A Midsummer Night’s Dream

[A multicolored paint splotch sits in the middle of page 168 of Shakespeare's play titled "A Midsummer Night's Dream". The circular splotch is black in the middle, followed by a red ring, a yellow ring, and a blue border.]

Tim Rollins and K.O.S. (Kids of Survival)

A Midsummer Night’s Dream , 1998

Artwork Type: Paintings
Medium: Mixed media on paper
Dimensions: 9 x 7 in. (24.13 x 17.78 cm)
Accession #: 20081963s
Credit: Collection of University Art Museum, University at Albany, State University of New York on behalf of The University at Albany Foundation, gift of Tim Rollins and K.O.S. (Kids of Survival)
Related Exhibitions:
Tim Rollins and K.O.S
History Lessons
Copyright: © Tim Rollins and K.O.S. (Kids of Survival)
Object Label:
This piece, based on Shakespeare’s A Midsummer’s Night Dream (c. 1595), was created here at the University Art Museum in 1998 during a three-day workshop Rollins led with students from four regional middle and high schools.
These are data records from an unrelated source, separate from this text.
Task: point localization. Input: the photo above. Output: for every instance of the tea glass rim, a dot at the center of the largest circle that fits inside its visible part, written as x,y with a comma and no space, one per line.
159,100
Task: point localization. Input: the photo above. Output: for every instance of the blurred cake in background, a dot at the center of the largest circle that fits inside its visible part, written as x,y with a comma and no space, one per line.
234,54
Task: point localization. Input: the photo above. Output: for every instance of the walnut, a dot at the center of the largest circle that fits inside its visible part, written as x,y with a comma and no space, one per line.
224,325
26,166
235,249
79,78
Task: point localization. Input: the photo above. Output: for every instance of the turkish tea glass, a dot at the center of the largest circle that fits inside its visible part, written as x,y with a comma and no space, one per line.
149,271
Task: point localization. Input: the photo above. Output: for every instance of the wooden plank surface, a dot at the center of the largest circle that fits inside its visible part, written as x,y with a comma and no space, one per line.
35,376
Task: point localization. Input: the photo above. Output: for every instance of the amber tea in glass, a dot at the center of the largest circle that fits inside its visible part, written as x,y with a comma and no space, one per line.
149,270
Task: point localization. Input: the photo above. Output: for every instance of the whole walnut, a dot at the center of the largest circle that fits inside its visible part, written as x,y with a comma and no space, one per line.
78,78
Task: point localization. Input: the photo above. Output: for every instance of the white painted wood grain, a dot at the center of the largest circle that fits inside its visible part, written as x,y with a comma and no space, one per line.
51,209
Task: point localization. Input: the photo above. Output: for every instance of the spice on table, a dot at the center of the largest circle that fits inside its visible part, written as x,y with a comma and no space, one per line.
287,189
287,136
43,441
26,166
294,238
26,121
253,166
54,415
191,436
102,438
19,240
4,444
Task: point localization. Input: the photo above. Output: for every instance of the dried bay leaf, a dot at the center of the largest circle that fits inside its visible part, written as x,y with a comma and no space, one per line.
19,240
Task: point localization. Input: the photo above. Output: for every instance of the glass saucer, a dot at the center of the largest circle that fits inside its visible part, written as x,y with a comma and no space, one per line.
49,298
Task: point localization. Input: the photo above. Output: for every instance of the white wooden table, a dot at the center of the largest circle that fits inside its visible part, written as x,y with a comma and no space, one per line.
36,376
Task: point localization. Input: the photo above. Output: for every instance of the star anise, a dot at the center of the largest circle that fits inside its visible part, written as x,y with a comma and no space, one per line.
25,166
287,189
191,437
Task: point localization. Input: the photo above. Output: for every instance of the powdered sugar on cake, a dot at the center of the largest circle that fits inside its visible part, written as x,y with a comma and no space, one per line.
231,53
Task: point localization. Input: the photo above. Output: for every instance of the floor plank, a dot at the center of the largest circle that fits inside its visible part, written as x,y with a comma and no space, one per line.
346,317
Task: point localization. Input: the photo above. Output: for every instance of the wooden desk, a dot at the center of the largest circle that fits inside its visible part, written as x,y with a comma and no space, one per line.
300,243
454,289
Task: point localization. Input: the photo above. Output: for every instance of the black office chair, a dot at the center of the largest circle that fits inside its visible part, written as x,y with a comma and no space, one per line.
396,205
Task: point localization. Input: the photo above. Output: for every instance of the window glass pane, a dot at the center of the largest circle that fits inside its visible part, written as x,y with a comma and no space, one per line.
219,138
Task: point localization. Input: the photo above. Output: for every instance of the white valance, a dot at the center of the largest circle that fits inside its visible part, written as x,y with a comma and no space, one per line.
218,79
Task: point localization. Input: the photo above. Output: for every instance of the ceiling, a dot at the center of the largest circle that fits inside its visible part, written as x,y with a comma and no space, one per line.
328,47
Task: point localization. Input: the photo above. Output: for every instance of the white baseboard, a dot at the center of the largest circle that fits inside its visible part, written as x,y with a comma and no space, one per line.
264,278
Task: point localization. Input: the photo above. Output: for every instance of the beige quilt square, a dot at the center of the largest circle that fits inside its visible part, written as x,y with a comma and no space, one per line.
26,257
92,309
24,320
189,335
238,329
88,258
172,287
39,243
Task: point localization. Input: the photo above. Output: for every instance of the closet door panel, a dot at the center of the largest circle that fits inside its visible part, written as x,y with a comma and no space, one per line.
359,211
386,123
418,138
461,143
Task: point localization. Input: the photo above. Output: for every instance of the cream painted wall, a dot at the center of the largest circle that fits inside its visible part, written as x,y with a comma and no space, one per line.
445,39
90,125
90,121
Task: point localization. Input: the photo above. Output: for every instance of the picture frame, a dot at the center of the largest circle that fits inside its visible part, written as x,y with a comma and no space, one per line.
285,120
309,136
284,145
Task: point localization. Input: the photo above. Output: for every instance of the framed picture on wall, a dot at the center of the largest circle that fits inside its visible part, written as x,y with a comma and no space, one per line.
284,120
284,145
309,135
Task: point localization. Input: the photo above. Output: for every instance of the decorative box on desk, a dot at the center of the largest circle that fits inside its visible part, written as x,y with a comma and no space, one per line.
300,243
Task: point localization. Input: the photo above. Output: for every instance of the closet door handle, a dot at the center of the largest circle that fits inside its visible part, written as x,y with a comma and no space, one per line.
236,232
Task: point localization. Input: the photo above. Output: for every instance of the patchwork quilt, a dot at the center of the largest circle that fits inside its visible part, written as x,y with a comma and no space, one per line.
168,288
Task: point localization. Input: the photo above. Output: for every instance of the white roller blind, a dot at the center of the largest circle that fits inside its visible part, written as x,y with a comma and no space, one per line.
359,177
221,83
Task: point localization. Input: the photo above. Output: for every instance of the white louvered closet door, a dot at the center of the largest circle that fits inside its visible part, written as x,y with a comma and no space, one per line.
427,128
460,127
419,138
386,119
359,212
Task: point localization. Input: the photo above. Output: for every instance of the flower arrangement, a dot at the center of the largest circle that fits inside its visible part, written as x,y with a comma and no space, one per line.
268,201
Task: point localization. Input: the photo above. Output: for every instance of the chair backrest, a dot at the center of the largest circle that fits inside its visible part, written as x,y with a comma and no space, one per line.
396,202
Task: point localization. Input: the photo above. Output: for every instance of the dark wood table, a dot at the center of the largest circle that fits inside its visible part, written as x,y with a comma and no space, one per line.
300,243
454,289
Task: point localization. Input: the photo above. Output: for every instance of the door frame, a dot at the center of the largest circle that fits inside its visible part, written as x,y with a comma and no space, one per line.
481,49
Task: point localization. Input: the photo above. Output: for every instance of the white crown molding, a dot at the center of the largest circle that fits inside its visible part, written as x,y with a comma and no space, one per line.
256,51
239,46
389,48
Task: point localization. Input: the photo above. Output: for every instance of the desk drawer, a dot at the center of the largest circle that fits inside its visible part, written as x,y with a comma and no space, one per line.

Rollins followed the model he had developed for decades, first with Intermediate School 52, a junior high in the South Bronx, of merging artmaking with reading and writing skills. On the first floor of the museum, where visitors could witness their creative activity, students read and acted out scenes of the play (guided by London actor David Acton), and then distilled the play’s narrative to a single visual motif they agreed upon: a flower. They individually painted their flowers on the pages from the book itself, disrupting the text while revealing another side of it. Shakespeare’s play, following the inverted narrative of a dream in which things are not what they appear, offers a lesson in disrupting the status quo, a lesson reflective of Rollins’s own radical pedagogy based in collaboration and activism.